Pelsue, which retrofits vans for utility companies and manufactures safety equipment and tents that go over manholes during maintenance work, hired him to help retrofit vans by installing clean laboratories used in the field by utility-company workers as they perform tasks such as fiber-optic splicing.
Wentz said that when he came to Pelsue, he didn't expect special privileges because of his publicized talent as a graphic artist that he had developed in prison. Many of the walls inside Sterling are covered with giant murals he painted. Wentz's paintings sold in galleries for as much as $2,000.
Wentz was a quick learner who eagerly worked overtime when called upon, said his former supervisor, Jose Rodriguez. Pelsue is a relatively small company and can't afford to have employees who are dead weight, Rodriguez said.
"He's very smart," Rodriguez said of Wentz. "He has a great attitude. He never complains and did whatever I asked."
In a few months, Wentz moved to a position in the company's fabrication shop. He was a full-time employee, getting medical benefits and paid vacations.
In May, another position came open.
Wentz got the job, which usually required applicants to have a college degree in drafting or engineering.
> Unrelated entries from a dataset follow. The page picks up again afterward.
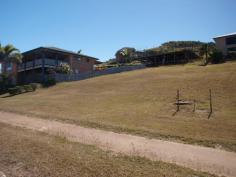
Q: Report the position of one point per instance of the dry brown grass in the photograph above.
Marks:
(141, 102)
(28, 153)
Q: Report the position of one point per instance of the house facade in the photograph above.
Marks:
(10, 69)
(226, 43)
(37, 63)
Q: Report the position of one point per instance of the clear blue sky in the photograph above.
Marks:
(101, 27)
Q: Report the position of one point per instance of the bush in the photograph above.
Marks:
(27, 88)
(16, 90)
(22, 89)
(34, 86)
(49, 82)
(4, 83)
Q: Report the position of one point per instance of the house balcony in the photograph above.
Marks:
(38, 63)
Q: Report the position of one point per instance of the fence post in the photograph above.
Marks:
(210, 104)
(194, 105)
(177, 100)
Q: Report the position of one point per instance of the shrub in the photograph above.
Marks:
(33, 86)
(27, 88)
(49, 82)
(16, 90)
(22, 89)
(4, 83)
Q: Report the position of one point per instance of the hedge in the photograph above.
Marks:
(22, 89)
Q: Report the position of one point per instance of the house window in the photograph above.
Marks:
(232, 49)
(9, 66)
(231, 40)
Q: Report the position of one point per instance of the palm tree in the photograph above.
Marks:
(9, 54)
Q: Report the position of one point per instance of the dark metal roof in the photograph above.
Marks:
(58, 50)
(225, 35)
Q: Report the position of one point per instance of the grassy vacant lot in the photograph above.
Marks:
(141, 102)
(28, 153)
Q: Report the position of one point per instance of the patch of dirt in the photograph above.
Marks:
(211, 160)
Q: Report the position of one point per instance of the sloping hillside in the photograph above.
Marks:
(142, 102)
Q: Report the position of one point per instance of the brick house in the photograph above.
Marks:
(37, 62)
(226, 43)
(10, 69)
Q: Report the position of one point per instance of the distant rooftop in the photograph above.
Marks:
(59, 50)
(230, 34)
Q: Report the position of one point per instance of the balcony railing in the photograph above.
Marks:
(39, 63)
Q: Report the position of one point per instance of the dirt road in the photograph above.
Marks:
(210, 160)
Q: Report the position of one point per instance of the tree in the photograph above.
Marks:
(8, 54)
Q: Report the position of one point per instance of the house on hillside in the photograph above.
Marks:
(37, 62)
(10, 70)
(226, 43)
(123, 54)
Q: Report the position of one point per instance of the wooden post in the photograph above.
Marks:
(194, 105)
(177, 101)
(210, 104)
In prison, he had earned an associate's degree in computer-aided drafting, but most of the computer software he uses to create schematic drawings he had taught himself to use.
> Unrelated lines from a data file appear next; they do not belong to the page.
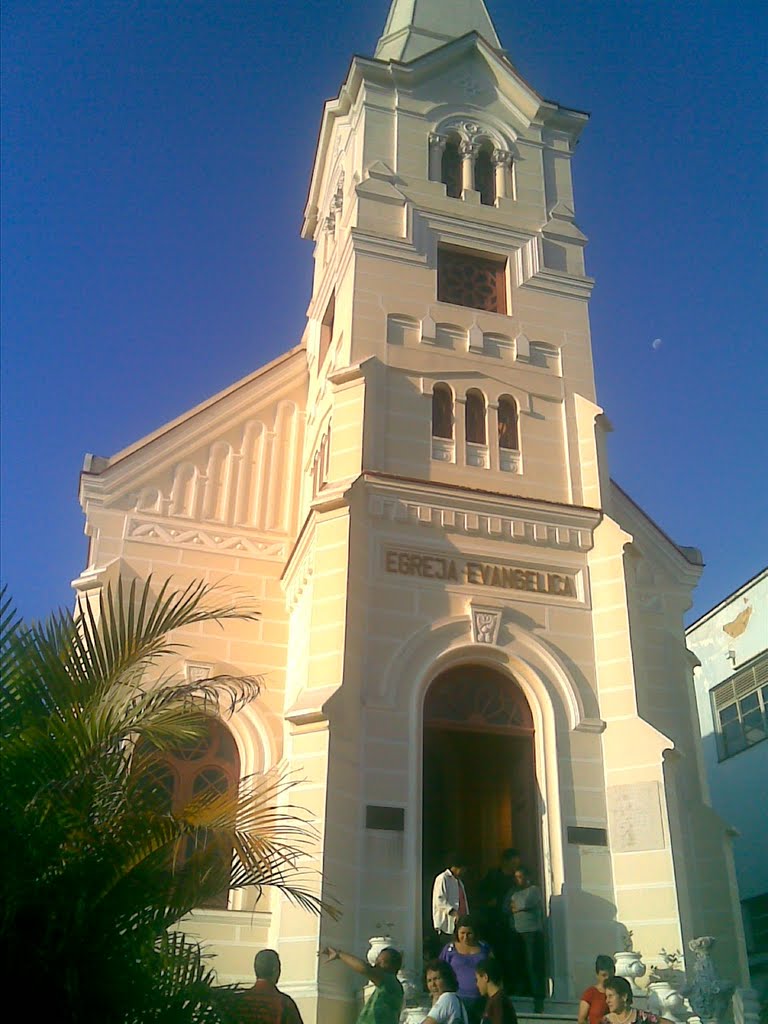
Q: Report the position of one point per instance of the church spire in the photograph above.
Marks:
(416, 27)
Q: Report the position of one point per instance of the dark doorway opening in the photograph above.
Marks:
(480, 794)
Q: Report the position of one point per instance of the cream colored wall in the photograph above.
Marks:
(232, 492)
(214, 497)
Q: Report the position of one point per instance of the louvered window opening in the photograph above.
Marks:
(442, 412)
(741, 709)
(471, 281)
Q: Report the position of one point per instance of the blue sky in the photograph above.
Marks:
(156, 159)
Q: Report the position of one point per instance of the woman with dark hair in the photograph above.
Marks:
(525, 909)
(441, 985)
(464, 953)
(619, 997)
(593, 1007)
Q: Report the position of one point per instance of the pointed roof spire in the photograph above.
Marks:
(416, 27)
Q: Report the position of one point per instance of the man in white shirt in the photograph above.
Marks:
(450, 898)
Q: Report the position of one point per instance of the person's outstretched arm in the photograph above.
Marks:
(374, 974)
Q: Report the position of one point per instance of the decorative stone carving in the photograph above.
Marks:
(666, 1000)
(665, 989)
(471, 85)
(630, 966)
(709, 994)
(500, 527)
(154, 531)
(485, 623)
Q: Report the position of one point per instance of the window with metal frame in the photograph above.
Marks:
(466, 280)
(740, 708)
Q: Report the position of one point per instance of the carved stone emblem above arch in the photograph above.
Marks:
(550, 687)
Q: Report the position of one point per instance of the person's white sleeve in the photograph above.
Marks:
(439, 896)
(444, 1011)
On his computer, he has created three-dimensional drawings of how Pelsue products are assembled. He has created realistic drawings of products yet to be built.
In the afternoon, he dons another hat and works in the marketing office. He has been redesigning the company's catalog, giving it more of a commercial feel rather than an institutional one. He has quite an eye for it, said Pelsue chief executive Mark Pelsue.

1 comment:

delbert douglass said...

This story is a huge encouragement to my fellow ex-offenders who are seeking a new life - a positive life - after being released from prison. My salute to you, Michael Wentz, for standing up and making a new life for yourself! Keep up the good work!